Los aviones despegaban, volaban (hinchados) y aterrizaban (deshinchados) varias veces cada día hasta que una de esas grietas se agrandaba tanto como para dejar escapar el aire, lo cual desataba un proceso catastrófico: el aire salía con cada vez más fuerza, el sistema de climatización hacía lo que podía para mantener la presión en cabina pero fracasaba con rapidez porque, al tiempo que el avión iba ganando altura y se movía en una atmósfera cada vez más enrarecida, la fuga de aire agrandaba la grieta y probablemente la ventanilla saltaba al exterior, toda la cabina (que seguramente tenía en ese momento en el resto de ventanillas muchas otras grietas a punto de ser fatales) se despresurizaba de forma casi explosiva, se abrían más grietas, saltaban más ventanillas, el avión dejaba de ser aerodinámico y «chocaba» con el viento a casi mil kilómetros por hora, rompiéndose en pedazos a gran altura.

INVESTIGAR PUEDE SER PELIGROSO

A los investigadores les costó mucho demostrar que «esa» era la historia, entre otras razones porque otros aviones de la época llevaban una presurización y unas ventanillas muy parecidas, como el bellísimo Lockheed Super Constellation, pero como volaban siempre por debajo de los siete mil metros de altura (la presurización no era, por lo tanto, tan potente) y no pasaban de los quinientos kilómetros por hora (el vuelo de TWA de Londres a San Francisco duraba más de 23 horas), el resultado es que las tensiones en el fuselaje no llegaron a dar problemas: era algo totalmente nuevo, los investigadores no tenían pistas ni referencias y las que tenían apuntaban en direcciones contradictorias.

Tuvieron que apartar un fuselaje entero de la cadena de fabricación y llenarlo de agua una y otra vez para simular las tensiones a las que se lo sometía al subir una y otra vez, hasta que vieron aparecer las grietecitas.

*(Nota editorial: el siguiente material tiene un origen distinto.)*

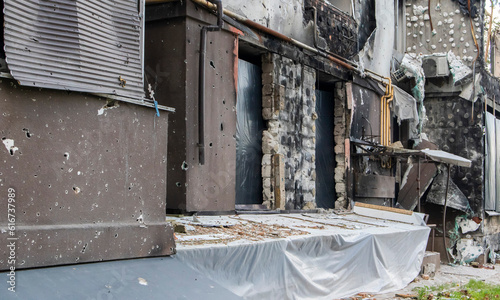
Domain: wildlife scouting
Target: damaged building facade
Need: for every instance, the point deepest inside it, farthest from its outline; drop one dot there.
(279, 105)
(322, 104)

Incluso llegaron a hacer vuelos de prueba, forzando los aviones al subir y bajar varias veces seguidas vigilando las ventanillas. La tripulación y los ingenieros viajaban con los paracaídas puestos con la esperanza de que si aquello se desmadraba sin poder controlarlo, al menos quizá podrían sobrevivir al desmembramiento de la aeronave y abrirlos para aterrizar cada uno por su cuenta con más o menos suavidad. ¿Alguien aceptaría hoy ese trabajo?

Los aviones destinados al uso militar fueron modificados inmediatamente y se les pusieron las ventanillas de esquinas redondeadas que ahora nos resultan tan familiares en todos los aviones, saliendo a volar sin más experimentos. Para los destinados a uso civil se lo pensaron bastante más. Tardaron tres años en resolver el problema técnico, pero la mala fama no se la quitaron jamás y, para colmo, entre medias había fracasado el intento de fabricar en gran volumen el canadiense Avro C-102 Jetliner.

Sin embargo Sud Aviation puso en vuelo en 1955 el Caravelle, un éxito comercial francés de reactores en posición trasera, con ventanillas triangulares pero de vértices redondeados, en el que abundaban los pegamentos y colas más que los pernos y las tuercas. Y Boeing puso en circulación en ese plazo el 707, con sus reactores bajo las alas, climatización, presurización y ventanillas de esquinas redondeadas, con lo que esa victoria quedó también, para siempre, del lado norteamericano con un honroso segundo puesto para la industria francesa.